If the consumers of our CDK constructs pass in invalid data, we are able to throw an error and inform them, rather than deploy and find out.

Summary #

I can't think of a good reason one would use CloudFormation over CDK.

CDK provides all the Cfn Resources plus constructs that provide higher levels of abstraction and save us a lot of time and lines of code to write and maintain.

Having to context switch between a programming language (typescript, python) and a configuration language (yaml, json) adds to the complexity of managing our infrastructure.

The IDE integration and support we get from using programming languages such as TypeScript is way better than any YAML plugin or extension ever created.

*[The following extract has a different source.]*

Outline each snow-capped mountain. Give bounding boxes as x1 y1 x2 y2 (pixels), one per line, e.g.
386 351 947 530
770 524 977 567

A couple of years ago I had to write/manage CloudFormation and AWS SAM templates that were 1,000 - 5,000 lines of code - at the time these were the only solutions you had to pick from.

It was a nightmare to go back to a project after a few weeks/months, every time I'd have to spend a day reading through the yaml template, all the provisioned resources and all the interactions.

Right now there is no reason to use these services for any of the new projects you start, CDK is the clear winner.